Kremer Christine, Kappelin Johan, Perren Fabienne
Neurology Department, Skåne University Hospital, University of Lund, Jan Waldenström Gata 15, S-20502 Malmö, Sweden.
Neurology Department, Skåne University Hospital, University of Lund, Jan Waldenström Gata 15, S-20502 Malmö, Sweden.
J Clin Neurosci. 2014 Oct;21(10):1828-30. doi: 10.1016/j.jocn.2014.01.010. Epub 2014 May 19.
Clinical observation suggested to us that aphasia recovers relatively better than other deficits early after intravenous recombinant tissue plasminogen activator (IV-rtPA) treatment in stroke patients with minor deficits, while the reverse seemed the case in those with severe deficits. Retrospective analysis of acute ischemic stroke patients with aphasia admitted within 3 hours from symptom onset and treated with IV-rtPA was carried out. Stroke severity, aphasia and global neurological impairment were assessed at admission and 24 hours after thrombolysis. Improvement of aphasia (gain of ⩾ 1 point on the National Institutes of Health Stroke Scale [NIHSS] aphasia score) and global neurological improvement (gain of ⩾ 4 points on the NIHSS) were compared in minor strokes (NIHSS ⩽ 7), moderate strokes (NIHSS 8-15), and major strokes (NIH ⩾ 16). Sixty-nine of 243 stroke patients suffered from aphasia. Improvement of aphasia occurred in 7/16 minor strokes, 11/25 moderate strokes, and 7/28 severe strokes. Improvement of ⩾ 4 points on the NIHSS occurred in 3/16 minor strokes, 17/25 moderate strokes and 15/28 severe strokes. There is a significant (X(2)=4.073, p<0.05) dissociation of recovery of aphasia and that of other neurological deficits between minor versus severe strokes.
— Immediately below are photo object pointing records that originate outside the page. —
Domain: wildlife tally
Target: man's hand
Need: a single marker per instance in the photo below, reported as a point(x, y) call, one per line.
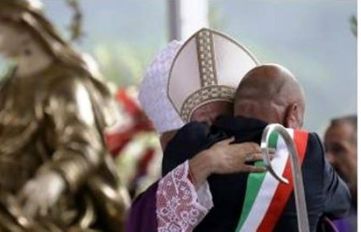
point(225, 158)
point(40, 193)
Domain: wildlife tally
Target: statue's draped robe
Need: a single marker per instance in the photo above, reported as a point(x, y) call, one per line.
point(51, 121)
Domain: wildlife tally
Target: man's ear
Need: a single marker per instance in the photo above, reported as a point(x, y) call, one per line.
point(293, 116)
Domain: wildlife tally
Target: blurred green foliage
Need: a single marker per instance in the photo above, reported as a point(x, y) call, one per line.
point(122, 63)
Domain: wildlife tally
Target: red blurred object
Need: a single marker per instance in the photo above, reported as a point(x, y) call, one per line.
point(117, 139)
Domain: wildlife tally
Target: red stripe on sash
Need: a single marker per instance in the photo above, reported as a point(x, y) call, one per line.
point(284, 191)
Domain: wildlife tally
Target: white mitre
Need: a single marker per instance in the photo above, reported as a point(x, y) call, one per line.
point(207, 68)
point(153, 91)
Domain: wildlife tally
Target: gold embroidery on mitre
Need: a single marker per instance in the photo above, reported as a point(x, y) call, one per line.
point(206, 94)
point(206, 62)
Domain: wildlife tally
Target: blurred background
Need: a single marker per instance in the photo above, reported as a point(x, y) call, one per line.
point(315, 39)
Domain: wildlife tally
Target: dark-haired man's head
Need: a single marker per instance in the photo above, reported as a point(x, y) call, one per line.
point(271, 93)
point(341, 149)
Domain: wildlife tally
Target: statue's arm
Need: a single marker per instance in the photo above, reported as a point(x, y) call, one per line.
point(72, 132)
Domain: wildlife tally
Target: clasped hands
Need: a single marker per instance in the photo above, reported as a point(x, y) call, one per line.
point(225, 157)
point(40, 193)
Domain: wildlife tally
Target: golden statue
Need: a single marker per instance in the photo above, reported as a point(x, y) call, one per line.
point(55, 172)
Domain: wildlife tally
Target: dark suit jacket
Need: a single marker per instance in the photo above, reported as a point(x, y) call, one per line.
point(326, 193)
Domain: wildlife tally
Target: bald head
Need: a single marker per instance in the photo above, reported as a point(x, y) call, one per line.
point(271, 93)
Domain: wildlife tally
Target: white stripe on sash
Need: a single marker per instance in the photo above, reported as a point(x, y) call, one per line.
point(268, 188)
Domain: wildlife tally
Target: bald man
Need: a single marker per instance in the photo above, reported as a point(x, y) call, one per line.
point(256, 202)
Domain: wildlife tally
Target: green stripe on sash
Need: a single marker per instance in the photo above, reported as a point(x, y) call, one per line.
point(254, 183)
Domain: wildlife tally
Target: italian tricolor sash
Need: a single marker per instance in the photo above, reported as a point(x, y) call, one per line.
point(265, 196)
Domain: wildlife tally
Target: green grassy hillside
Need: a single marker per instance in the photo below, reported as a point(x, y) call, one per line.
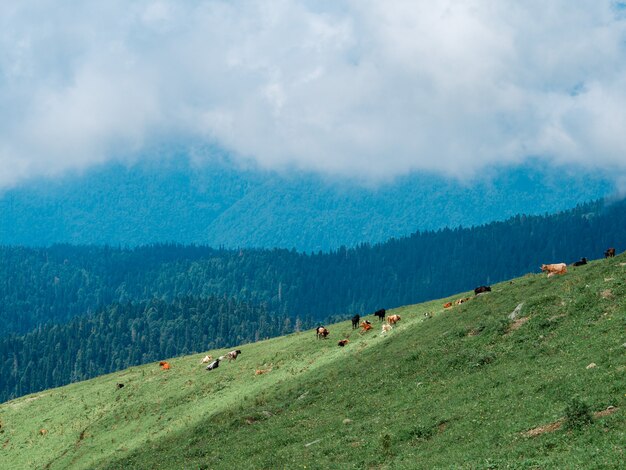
point(459, 390)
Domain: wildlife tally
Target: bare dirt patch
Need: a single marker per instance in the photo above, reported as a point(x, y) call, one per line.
point(517, 324)
point(558, 424)
point(609, 411)
point(606, 294)
point(545, 428)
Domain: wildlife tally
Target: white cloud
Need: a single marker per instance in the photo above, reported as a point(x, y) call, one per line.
point(365, 88)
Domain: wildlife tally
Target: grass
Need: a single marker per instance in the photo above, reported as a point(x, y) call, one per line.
point(460, 390)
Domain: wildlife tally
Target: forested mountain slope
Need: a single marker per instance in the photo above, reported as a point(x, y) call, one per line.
point(527, 376)
point(128, 334)
point(220, 205)
point(40, 285)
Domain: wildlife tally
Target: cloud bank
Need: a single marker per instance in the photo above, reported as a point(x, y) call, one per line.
point(354, 87)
This confirms the clinically suspected dissociation between a good early recovery from aphasia in minor strokes relative to recovery of other neurological deficits, as opposed to a better recovery from other neurological deficits than from aphasia in patients with severe strokes.
临床观察提示我们,在轻度神经功能缺损的卒中患者中,静脉注射重组组织型纤溶酶原激活剂(IV-rtPA)治疗后,失语症的恢复相对优于其他神经功能缺损,而在重度神经功能缺损的患者中情况似乎相反。对症状发作后3小时内入院并接受IV-rtPA治疗的急性缺血性卒中失语患者进行了回顾性分析。在入院时和溶栓后24小时评估卒中严重程度、失语症和整体神经功能缺损情况。比较了轻度卒中(美国国立卫生研究院卒中量表[NIHSS]评分≤7分)、中度卒中(NIHSS评分8 - 15分)和重度卒中(NIHSS评分≥16分)中失语症的改善情况(NIHSS失语症评分提高≥1分)和整体神经功能改善情况(NIHSS评分提高≥4分)。243例卒中患者中有69例患有失语症。16例轻度卒中中有7例失语症得到改善,25例中度卒中中有11例,28例重度卒中中有7例。NIHSS评分提高≥4分的情况在16例轻度卒中中有3例,25例中度卒中中有17例,28例重度卒中中有15例。轻度与重度卒中之间,失语症恢复与其他神经功能缺损恢复存在显著差异(X(2)=4.073,p<0.05)。这证实了临床上怀疑的情况,即轻度卒中中失语症早期恢复良好相对于其他神经功能缺损的恢复,与重度卒中患者中其他神经功能缺损的恢复优于失语症的恢复相反。